Growing up with a father who did offset press work, I learned how to
control fonts and layout, and look for PEs (printer [publishing house]
errors). This is when you see the 'a' and 'e's' styles not completely
inked on a page. But it is important, going up the road on a continuum,
is what is referred to as 'continuous reading rhythm pattern'.
Ohhh....praise that grad student who taught my ed. psych. 103 class.
Never, never thought I would appreciate all those testing screens when
material was flashed before me, and I had to recall what I saw after 30
The point being.....I've editorially 'pinked' or torn documents apart as
there has been no consistency in style, layout, and typography calls.
Design was a problem, true, but I've come to learn that tools can be the
main problem. One tool, which will remain unnamed, does not allow the
HELP windows to offer the same font selection of its manual writing side.
This was brought up in a local STC meeting when a speaker was
complaining about the problem. The tool I am familiar with does allow
this, but it is a higher-end tool, Folio's VIEWS.

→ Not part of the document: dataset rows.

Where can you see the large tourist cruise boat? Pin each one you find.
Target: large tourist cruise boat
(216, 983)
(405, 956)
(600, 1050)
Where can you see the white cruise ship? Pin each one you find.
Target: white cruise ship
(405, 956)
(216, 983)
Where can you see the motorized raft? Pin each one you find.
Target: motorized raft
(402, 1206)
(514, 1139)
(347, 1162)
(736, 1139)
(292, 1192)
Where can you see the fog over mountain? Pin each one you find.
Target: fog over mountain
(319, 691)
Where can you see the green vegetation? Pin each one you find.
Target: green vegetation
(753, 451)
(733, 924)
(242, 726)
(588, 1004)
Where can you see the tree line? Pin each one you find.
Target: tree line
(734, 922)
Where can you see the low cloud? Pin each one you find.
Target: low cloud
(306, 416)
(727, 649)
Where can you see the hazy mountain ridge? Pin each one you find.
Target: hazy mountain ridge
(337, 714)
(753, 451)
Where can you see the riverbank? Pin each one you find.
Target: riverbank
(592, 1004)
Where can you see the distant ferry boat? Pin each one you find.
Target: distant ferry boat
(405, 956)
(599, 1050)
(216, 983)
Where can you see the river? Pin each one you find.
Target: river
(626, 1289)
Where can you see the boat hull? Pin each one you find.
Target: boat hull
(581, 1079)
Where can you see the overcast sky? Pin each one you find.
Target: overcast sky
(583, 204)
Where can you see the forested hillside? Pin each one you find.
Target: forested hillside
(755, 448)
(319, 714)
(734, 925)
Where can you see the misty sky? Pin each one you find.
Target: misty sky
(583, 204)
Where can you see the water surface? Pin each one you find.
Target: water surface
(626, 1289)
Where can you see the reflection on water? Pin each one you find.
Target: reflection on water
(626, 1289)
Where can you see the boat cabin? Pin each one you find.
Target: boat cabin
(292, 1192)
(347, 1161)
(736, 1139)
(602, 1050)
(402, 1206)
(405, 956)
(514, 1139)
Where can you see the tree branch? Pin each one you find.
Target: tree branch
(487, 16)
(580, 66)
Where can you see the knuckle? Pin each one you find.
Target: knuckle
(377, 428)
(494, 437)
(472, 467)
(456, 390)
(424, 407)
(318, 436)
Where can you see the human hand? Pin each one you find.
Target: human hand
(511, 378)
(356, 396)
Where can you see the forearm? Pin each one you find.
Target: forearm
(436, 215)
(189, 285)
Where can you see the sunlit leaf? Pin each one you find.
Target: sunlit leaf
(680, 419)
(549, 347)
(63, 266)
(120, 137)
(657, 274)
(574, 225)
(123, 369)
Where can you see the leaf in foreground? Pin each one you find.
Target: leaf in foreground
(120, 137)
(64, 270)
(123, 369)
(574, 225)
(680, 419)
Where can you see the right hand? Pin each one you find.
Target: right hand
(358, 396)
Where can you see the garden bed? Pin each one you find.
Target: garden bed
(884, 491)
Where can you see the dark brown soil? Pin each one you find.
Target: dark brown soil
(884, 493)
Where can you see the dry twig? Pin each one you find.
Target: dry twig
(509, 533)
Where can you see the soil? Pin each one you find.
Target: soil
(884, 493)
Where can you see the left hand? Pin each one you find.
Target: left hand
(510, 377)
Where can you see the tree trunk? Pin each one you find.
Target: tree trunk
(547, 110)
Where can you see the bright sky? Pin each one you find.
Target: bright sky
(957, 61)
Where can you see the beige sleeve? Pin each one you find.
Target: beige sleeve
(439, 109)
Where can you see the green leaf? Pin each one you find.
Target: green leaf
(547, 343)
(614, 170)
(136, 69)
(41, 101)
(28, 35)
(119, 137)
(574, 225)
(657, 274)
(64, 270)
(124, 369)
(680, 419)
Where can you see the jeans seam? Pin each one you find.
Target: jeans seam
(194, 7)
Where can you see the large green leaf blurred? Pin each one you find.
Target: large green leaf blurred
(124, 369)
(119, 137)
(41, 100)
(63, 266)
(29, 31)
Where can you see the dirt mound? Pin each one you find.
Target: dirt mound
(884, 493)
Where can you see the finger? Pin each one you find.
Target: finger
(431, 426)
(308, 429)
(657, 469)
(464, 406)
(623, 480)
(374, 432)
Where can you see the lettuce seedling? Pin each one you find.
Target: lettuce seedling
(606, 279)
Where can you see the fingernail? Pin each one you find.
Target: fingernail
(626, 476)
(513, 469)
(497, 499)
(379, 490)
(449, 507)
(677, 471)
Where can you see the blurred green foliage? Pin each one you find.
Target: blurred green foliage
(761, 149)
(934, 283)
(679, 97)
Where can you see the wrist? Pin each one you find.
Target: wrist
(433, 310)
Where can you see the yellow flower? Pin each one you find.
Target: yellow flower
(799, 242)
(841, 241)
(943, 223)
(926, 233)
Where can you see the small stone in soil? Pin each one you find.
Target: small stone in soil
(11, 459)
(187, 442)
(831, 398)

When style guides are not done up front, contractors come in with their
favorites, and then leave......when new employees are hired in full time
and use their personal style favorites.....we all know what a legacy mess
that is! I know that recently I did a review for an operations manual
done in FrameMaker, and the leading was off in all the title bars, and
every chart and schematic they printed. Feeling that the writer did not
know the tool enough, I asked the 'keystroking pros' about it. Leading
the titles was an issue as Frame had no control features yet to balance
leading. I can look at most documents now and tell which ones were done
in Frame automatically. They have a tendency to have more space between
the text and bottom line than they do the text and top line. Sometimes
writers just can't control text issues....but these issues need to be
documented and provided as criteria for the next tool review. Think
about it, how many times after a post-implementation, or even worse, a
postmortem review has anyone ever brought up a tool review process?
Might make life a little easier....just maybe.
Oh bless...the wonderful WordPerfect review codes feature....control!
Now, now TCs must be open to everything...yeh, right!